Sunday, December 23, 2012
Austerity Spanish Style
I have blogged heavily on the Euro Zone’s failed, German-mandated, austerity program. Most of the Zone is in technical recession, and among those underperforming PIIGS (Portugal, Ireland, Italy, Greece and Spain) nations who have received EU rescue packages, the assumption remains that cutting national debt at all costs – reducing deficits as the super-high priority – will solve the region’s debt crisis, sooner or later. But as austerity measures drop debt, in many cases the cuts imposed have had an even greater impact on slashing the GDP growth necessary to repay what debt remains. Thus the truly more meaningful measure of the debt crisis – the ratio debt to GDP – has actually gotten worse. In the end, nobody in his or her right mind believes that it is remotely possible for Greece to repay its rescue package or remotely to service its national debt. The austerity programs have killed what limited ability Greece may have had to generate enough GDP to make a difference.
Funny how many American lawmakers, facing a fiscal cliff, also obsess about cutting the deficit and also ignore the true measure sustainable national debt: that debt to GDP ratio noted above. Hmmmm, maybe they don’t care, because what they really want to do is cut government programs they don’t like, and deficit reduction is one hell of an excuse. The problem with that thinking is that too much cutting can have horrible effects on economic recovery. Spain is a perfect if extreme example.
With a real estate crash that actually was a multiple of the U.S. subprime crisis, Spain succumbed to fiscal catastrophe, and went begging to the EU for a rescue package. Between its own economic crush and EU austerity demands required to get the bailout, Spain has mounted a staggering 25% unemployment rate. The seething anger of the masses of unemployed (pictured above) makes the headlines, but some of the “little stories” show exactly how far daily life in Spain has fallen… even for those who remain technically employed. Many Spaniards with jobs often go weeks or even months without getting their paychecks. They’re scared to quit because there are no employment alternatives, sometimes even scared to publicize the shortfall for fear of causing the company they work for to collapse entirely. With over 300,000 bankruptcies in recent memory, their fears are justified.

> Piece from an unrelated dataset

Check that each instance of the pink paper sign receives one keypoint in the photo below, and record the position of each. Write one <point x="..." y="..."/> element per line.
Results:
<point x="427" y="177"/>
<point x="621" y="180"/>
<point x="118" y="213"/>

If they leave their job, they also know that unemployment insurance only extends for two years (assuming that the program remains funded), and no one believes the employment picture will be solved in that time. And sometimes, the lack of paychecks comes from government agencies that have simply run out of money. “Being paid for the work you do is no longer something that can be counted on in Spain, as this country struggles through its fourth year of an economic crisis… With the regional and municipal governments deeply in debt, even workers like bus drivers and health care attendants, dependent on government financing for their salaries, are not always paid.” New York Times, December 16th. This non-payment reality trickles down the economic waterfall into a vicious cycle that tanks the economy and accelerates even more unemployment.

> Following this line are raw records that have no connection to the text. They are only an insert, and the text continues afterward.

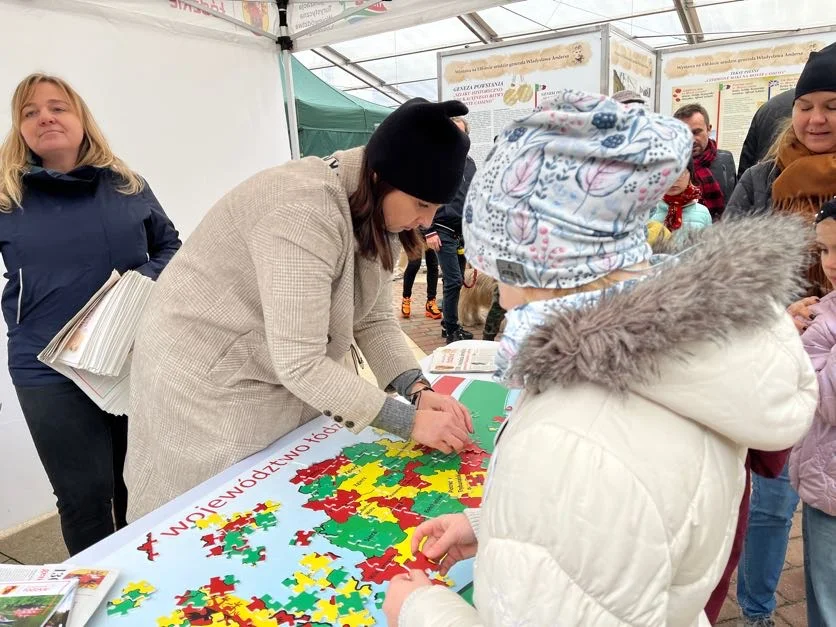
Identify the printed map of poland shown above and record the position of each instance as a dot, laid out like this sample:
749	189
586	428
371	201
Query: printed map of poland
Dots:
318	540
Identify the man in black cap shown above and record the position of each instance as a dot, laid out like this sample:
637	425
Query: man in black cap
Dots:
445	237
764	129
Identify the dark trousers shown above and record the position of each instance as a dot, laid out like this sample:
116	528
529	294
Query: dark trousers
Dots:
451	269
82	449
432	275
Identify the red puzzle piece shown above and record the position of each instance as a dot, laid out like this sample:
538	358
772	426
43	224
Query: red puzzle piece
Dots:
326	467
339	507
401	509
303	538
381	569
218	587
148	547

The government doesn’t have (or won’t provide) the underlying non-payment statistics. “But one indication of their number can be seen in the courts, which have become jammed with people trying to get back pay from a government insurance fund, aimed at giving workers something when a company does not pay them… In Valencia, Spain’s third-largest city, the unemployment rate is 28.1 percent and the courts are so overwhelmed that processing claims, which used to take three to six months, now takes three to four years… Since the start of the crisis in 2008, the insurance fund has paid nearly a million workers nationally back pay or severance. In 2007, it paid 70,000 workers. It is on track to pay more than 250,000 this year, and experts say the figures would be much higher if not for the logjam in the courts.” NY Times.
We need to be sure in this country that dogmatic pursuit of an economic panacea may well be more destructive to our long-term economic survival that the damage that would occur by not dealing with the crisis at all. There is middle ground, one that embraces cuts with no sacred cows, but one that has a heart and still provides the longer-term investments in education, infrastructure and research that are the necessary fundamentals of long-term healthy economic growth. We need common sense more than ever.
I’m Peter Dekom, and we really need to understand the ramifications of taking actions based on overly-simplistic sloganeering.